1 hour ago, walrus said:

you need it in your jacket pocket when flying.

I don’t understand why you would say this? 

Discussing things with you one one site is plenty, thank you. 

19 hours ago, old man emu said:

Can we get off this Centripetal/Centrifugal Force thing? It's obvious that nobody is willing to try to understand it and it is not getting an answer to the original question

 

 

This is a pattern. When people disagree with you, you assume that they are dumb. Centrifugal force is apparent, but it is also real. Let me explain. Centripital force and centrifugal force act in opposite directions. If you have a rock tied to the end of a string and swing it around your head, the string goes tight. String can only go tight if it is under tension. A piece of string can only be under tension if it is being pulled from *both* ends in *both* directions. The apparent part of centrifugal force is not that it does not exist, but that if you let go of a string, the stone flys forward and not straight out. 

You still have not learnt after you said that centrifugal force in the propeller diagram was there in error. It was not there in error. Someone smart enough to create a propeller diagram will be smart enough to know the nature of centrifugal force. 
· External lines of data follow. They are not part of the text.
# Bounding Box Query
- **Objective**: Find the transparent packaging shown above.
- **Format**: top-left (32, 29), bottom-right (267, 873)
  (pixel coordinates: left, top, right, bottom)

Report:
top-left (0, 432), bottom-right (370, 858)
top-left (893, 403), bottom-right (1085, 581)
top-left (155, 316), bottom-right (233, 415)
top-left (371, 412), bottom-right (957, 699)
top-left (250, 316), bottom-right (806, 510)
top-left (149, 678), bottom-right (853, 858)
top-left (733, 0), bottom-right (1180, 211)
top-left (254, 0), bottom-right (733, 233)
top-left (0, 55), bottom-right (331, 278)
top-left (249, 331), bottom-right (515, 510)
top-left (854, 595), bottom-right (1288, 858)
On 10/02/2021 at 7:51 AM, old man emu said:

It is hard to reply correctly to that statement because we need to specify when the density changes. Normally we fly on Area QNH. The acronym QNH is one of the Q(uestion) code names developed, circa 1909, for use in morse code. To concisely ask for atmospheric pressure at mean sea level (MSL), the operator would transmit the letters QNH. This was understood to mean "I have a question. What is the atmospheric pressure at Nil Height", i.e. at mean sea level.

 

These are the boundaries of Area QNH for Australia. http://www.pilotpracticeexams.com/courses/wp-content/uploads/2016/09/Image-2019-02-26-at-10.22.52-AM.png

 

We know that pressure systems move across Australia from west to east, so while an Area QNH is current for three hours, commencing 0100 UTC and each three hours thereafter, an altimeter set to Area QNH will be representative to within ±5 hPa of any actual QNH of any location within the defined area. If a pressure system, usually a Low, is crossing the continent, the actual air pressure is constantly changing, but we don't usually keep adjusting the subscale as we fly along within a QNH zone.

 

Interestingly, if we are flying towards a low pressure area, and our altimeter is set to Area QNH, the altimeter will gradually overread our actual height because the air pressure is dropping and the altimeter interprets that as the aircraft climbing. So if we keep flying at a constant indicate altitude based on a QNH derived altimeter reading, we could fly into the ground.

 

So, getting back to the original quote, if we fly within a QNH Zone using the Area QNH, we don't alter the sub-scale until Air Services changes it at the end of the three hour validity period. However, if we cross a QNH Zone boundary, we need to check with Air Services for the current Area QNH in that zone, and possibly adjust the sub scale.

 

If an altimeter has reminder markings to mark Vso - Stall speed or minimum flight speed in landing configuration they have a safety factor of 1.3. In practice that should take care of local air density changes on altimeter indications at airfields in Australia, which for the whole continent average out at about 1000' AMSL.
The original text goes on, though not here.